Dem Beschwerdevorbringen zuwider lässt sich der angefochtenen Entscheidung (noch) deutlich genug entnehmen, dass das Oberlandesgericht - durch identifizierenden Verweis - zum Ausdruck bringen wollte, der Angeklagte sei auch aus seiner Sicht dringend verdächtig, die im Beschluss des Einzelrichters im Ermittlungsverfahren vom 27. Juni 2010 - wenngleich irrig §§ 15, 105 Abs 1, 106 Abs 1 Z 1 StGB subsumierte -  Tat begangen zu haben (BS 1 f iVm BS 3; zu Verweisen vgl ausführlich 13 Os 81/07x mwN), womit sie insoweit den - vom Obersten Gerichtshof wiederholt dargelegten - Anforderungen an einen Haftfortsetzungsbeschluss (RIS-Justiz RS0120817) genügt.

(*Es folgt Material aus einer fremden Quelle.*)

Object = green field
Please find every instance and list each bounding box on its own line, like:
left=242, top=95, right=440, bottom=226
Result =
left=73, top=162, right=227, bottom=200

Diese Sachverhaltsannahmen hat das Beschwerdegericht in objektiver Hinsicht (insbesonders betreffend Sinn und Bedeutungsinhalt der inkriminierten Äußerung und der Ernstlichkeit der Drohung) durch den Verweis auf das Eingeständnis des Angeklagten, Verfasser der verfahrensgegenständlichen E-Mail zu sein, und den Inhalt dieses Schreibens (vor allem die darin enthaltene Bezugnahme auf ein tödliches Schussattentat gegen eine Rechtspflegerin beim Bezirksgericht Hollabrunn) hinreichend begründet, die dringende Verdachtslage in Betreff der subjektiven Tatseite ebenso mängelfrei aus dem äußeren Täterverhalten (vgl dazu Ratz, WK-StPO § 281 Rz 452) und dem vom Beschwerdeführer angegebenen Motiv für die Übermittlung der E-Mail an die zuständige Familienrichterin abgeleitet (BS 3 f). Seine - strafrechtlich nicht relevanten Sinn und Bedeutungsinhalt des Schreibens behauptende und einen auf Nötigung durch Drohung mit dem Tode gerichteten Vorsatz leugnende - Verantwortung wurde dabei gar wohl berücksichtigt, jedoch nicht für geeignet erachtet, die qualifizierte Verdachtslage zu entkräften (BS 4). Dass die minderjährige Tochter des Angeklagten im Zuge des Pflegschaftsverfahrens einen Selbstmordversuch unternahm, steht der Annahme des Vorliegens der subjektiven Tatseite nicht entgegen, weshalb darauf bezogene Beweismittel nicht erörterungsbedürftig im Sinn der Z 5 zweiter Fall des § 281 Abs 1 StPO waren. Indem die Beschwerde den dringenden Tatverdacht durch weitwendige „Darstellung des anhängigen Pflegschaftsverfahrens“ und daran geknüpfte Erwägungen über den Beweiswert der vom Oberlandesgericht ins Treffen geführten bestimmten Tatsachen, also der den Verdachtsausspruch über das Vorliegen entscheidender Tatsachen tragenden Gründe, in Frage zu stellen sucht, greift sie bloß die (vorläufige) Beweiswürdigung der angefochtenen Entscheidung an und missachtet solcherart die gesetzlichen Anfechtungskategorien (für viele: RIS-Justiz RS0110146).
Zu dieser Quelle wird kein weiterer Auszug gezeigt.